Abstract: In data mining, k-means algorithm is a cluster analysis algorithm, which is mainly to calculate the data aggregation algorithm, mainly by constantly taking the nearest mean from the seed point algorithm.

In data mining, K-means algorithm is a cluster analysis algorithm, which is mainly used to calculate data aggregation, mainly through the algorithm of constantly taking the nearest mean value from the seed point.

The problem

The main problems solved by k-means algorithm are shown in the figure below. We can see, on the left hand side of the graph, we can see with the naked eye that there are four point groups, but how do we find these point groups using a computer program? And that’s where our K-means algorithm comes in.

 

K-means to solve the problem

Algorithm profile

The algorithm is actually quite simple, as shown below:

 

From the figure above, we can see that A, B, C, D and E are five points in the middle of the figure. And the gray points are our seed points, which are the points that we use to find the cluster of points. There are two seed points, so K is equal to 2.

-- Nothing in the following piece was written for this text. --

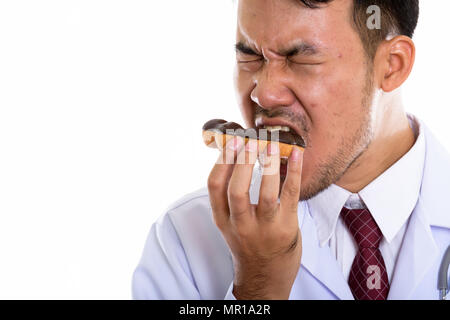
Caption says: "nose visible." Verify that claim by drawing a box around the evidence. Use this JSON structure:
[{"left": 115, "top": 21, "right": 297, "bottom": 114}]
[{"left": 250, "top": 63, "right": 295, "bottom": 109}]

Then, the k-means algorithm is as follows:

  1. Randomly pick K (where K=2) seed points in the graph.
  2. Then calculate the distances of K seed points from all points in the figure. If the point Pi is closest to the seed point Si, then Pi belongs to the Si point group. (In the figure above, we can see that A and B belong to the upper seed spot, while C, D and E belong to the lower middle seed spot)
  3. Next, we move the seed point to the center of his “point cluster”. (See step 3 on the chart)
  4. Then repeat steps 2) and 3) until the seed points do not move (we can see in step 4 that the top seed points converge A, B, C and the bottom seed points converge D, E).

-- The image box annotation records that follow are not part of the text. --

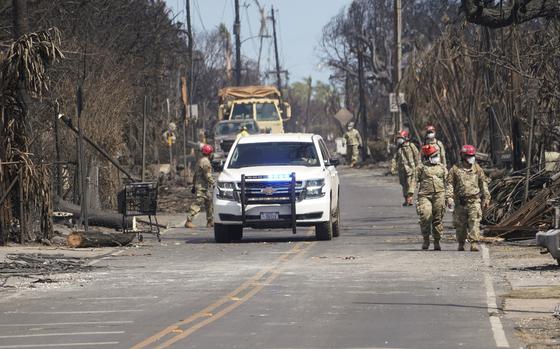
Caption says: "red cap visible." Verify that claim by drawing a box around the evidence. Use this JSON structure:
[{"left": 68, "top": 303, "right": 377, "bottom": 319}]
[
  {"left": 397, "top": 130, "right": 408, "bottom": 138},
  {"left": 422, "top": 144, "right": 439, "bottom": 157},
  {"left": 200, "top": 144, "right": 214, "bottom": 155},
  {"left": 461, "top": 144, "right": 476, "bottom": 156}
]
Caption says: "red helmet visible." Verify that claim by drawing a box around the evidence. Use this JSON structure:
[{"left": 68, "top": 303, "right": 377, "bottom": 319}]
[
  {"left": 461, "top": 144, "right": 476, "bottom": 156},
  {"left": 200, "top": 144, "right": 214, "bottom": 155},
  {"left": 397, "top": 130, "right": 408, "bottom": 139},
  {"left": 422, "top": 144, "right": 439, "bottom": 157}
]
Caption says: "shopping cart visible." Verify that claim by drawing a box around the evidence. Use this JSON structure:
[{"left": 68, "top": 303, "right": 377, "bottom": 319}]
[{"left": 118, "top": 182, "right": 161, "bottom": 242}]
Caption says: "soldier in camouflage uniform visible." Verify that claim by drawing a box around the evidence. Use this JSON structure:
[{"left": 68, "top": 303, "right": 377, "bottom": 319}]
[
  {"left": 424, "top": 125, "right": 447, "bottom": 168},
  {"left": 391, "top": 130, "right": 419, "bottom": 206},
  {"left": 416, "top": 144, "right": 447, "bottom": 251},
  {"left": 447, "top": 145, "right": 490, "bottom": 251},
  {"left": 185, "top": 144, "right": 214, "bottom": 228},
  {"left": 344, "top": 122, "right": 362, "bottom": 167}
]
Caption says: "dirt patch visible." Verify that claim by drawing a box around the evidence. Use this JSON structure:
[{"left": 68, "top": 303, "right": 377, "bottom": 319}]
[{"left": 516, "top": 317, "right": 560, "bottom": 349}]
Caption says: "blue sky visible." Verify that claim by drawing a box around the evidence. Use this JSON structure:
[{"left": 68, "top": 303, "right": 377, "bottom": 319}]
[{"left": 166, "top": 0, "right": 351, "bottom": 82}]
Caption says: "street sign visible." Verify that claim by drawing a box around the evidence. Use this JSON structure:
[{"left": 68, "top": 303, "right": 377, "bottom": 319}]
[
  {"left": 389, "top": 93, "right": 405, "bottom": 113},
  {"left": 334, "top": 108, "right": 354, "bottom": 125}
]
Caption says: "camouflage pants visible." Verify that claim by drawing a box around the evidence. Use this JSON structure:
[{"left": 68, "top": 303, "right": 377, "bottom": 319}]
[
  {"left": 416, "top": 192, "right": 445, "bottom": 240},
  {"left": 453, "top": 198, "right": 482, "bottom": 242},
  {"left": 399, "top": 171, "right": 416, "bottom": 197},
  {"left": 187, "top": 188, "right": 214, "bottom": 223},
  {"left": 346, "top": 144, "right": 360, "bottom": 165}
]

It’s a pretty simple algorithm, but there are a few details that I’m going to mention, and I’m not going to tell you the formula for distance, but if you’ve graduated from junior high school you should know how to do it. I want to focus on the algorithm for finding the center of a point group.

Algorithm for finding center of point group

In general, the algorithm for finding the center of a group of points is that you can simply use the average of the X/Y coordinates of each point. But I want to give you three other formulas for finding the center:

1) Minkowski Distance formula — λ can be arbitrarily evaluated as negative, positive, or infinite.

 

2) Euclidean Distance formula — i.e. the case of the first formula λ=2

 

3) CityBlock Distance formula — that is, the case of the first formula λ=1

 

There are some differences in the centers of the three formulas, as shown in the figure below (λ is between 0 and 1 for the first one).

 

(1) Minkowski DistanceEuclidean Distance (3)CityBlock Distance

The above diagrams show how they approach the center, the first in the form of a star, the second in the form of concentric circles, and the third in the form of a diamond.

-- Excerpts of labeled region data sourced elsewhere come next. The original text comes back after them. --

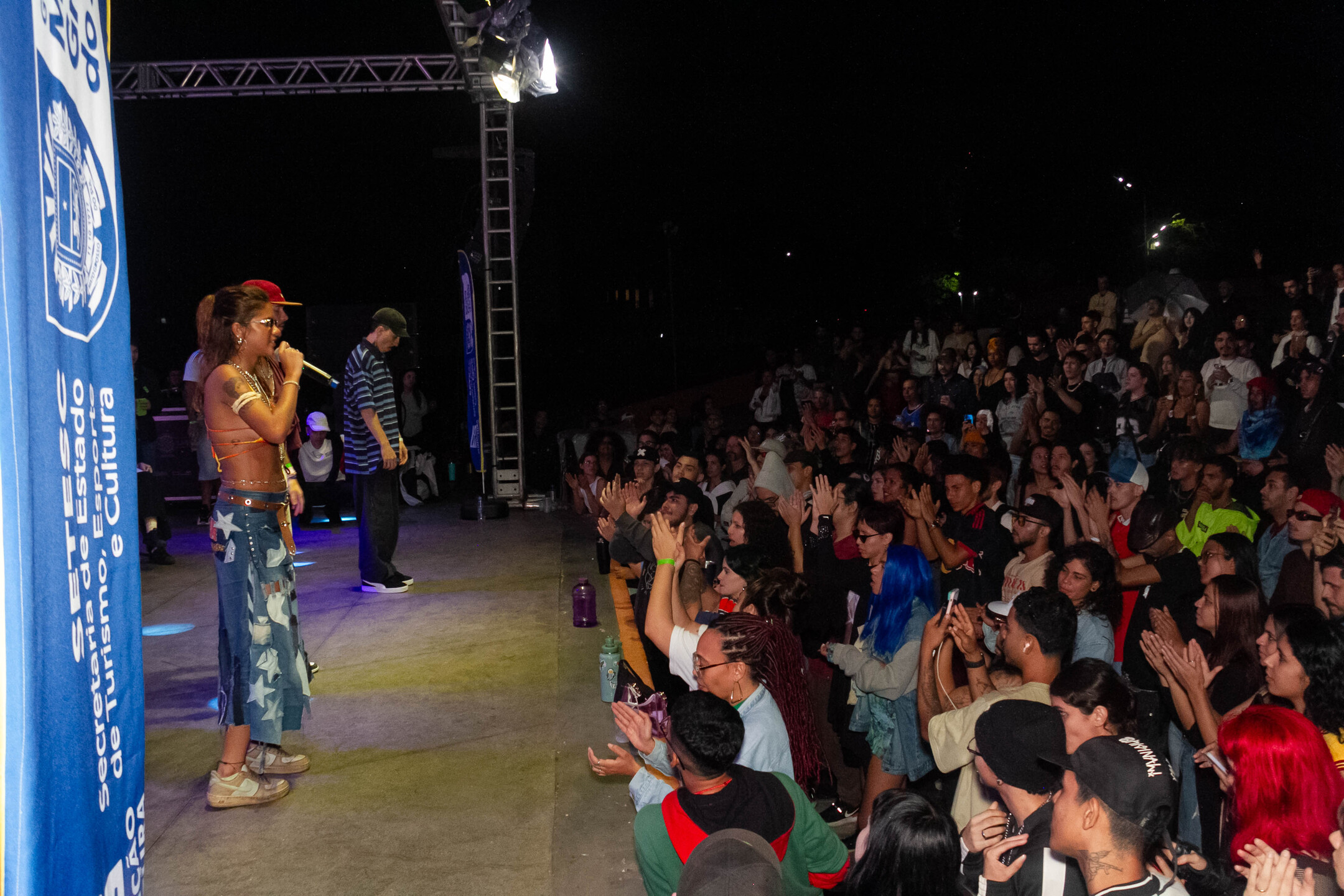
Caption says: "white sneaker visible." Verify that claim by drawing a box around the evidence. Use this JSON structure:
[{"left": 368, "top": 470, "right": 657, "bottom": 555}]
[
  {"left": 247, "top": 740, "right": 308, "bottom": 775},
  {"left": 205, "top": 766, "right": 289, "bottom": 809},
  {"left": 359, "top": 575, "right": 410, "bottom": 594}
]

K – Means of demonstration

If you Google “K Means Demo” you can find a lot of demos. Here recommend a demo: home. Collection. Polimi. It/matteucc/Cl…

The operation is that the left mouse button is the initialization point, right click to initialize the “seed point”, then check “Show History” to see the step by step iteration.

Note: The link to this demo also has a nice K Means Tutorial.

K – Means++ algorithm

K-means has two major flaws — both related to initial values:

  • K is given in advance, and this selection of K value is very difficult to estimate. Many times, it is not known in advance how many categories a given data set should be grouped into. (ISODATA algorithm obtains a reasonable number of types K through automatic merging and splitting of classes)
  • The k-means algorithm needs to use the initial random seed point, which is so important that different random seed points will get completely different results. (The K-Means++ algorithm can be used to solve this problem, which can effectively select the starting point)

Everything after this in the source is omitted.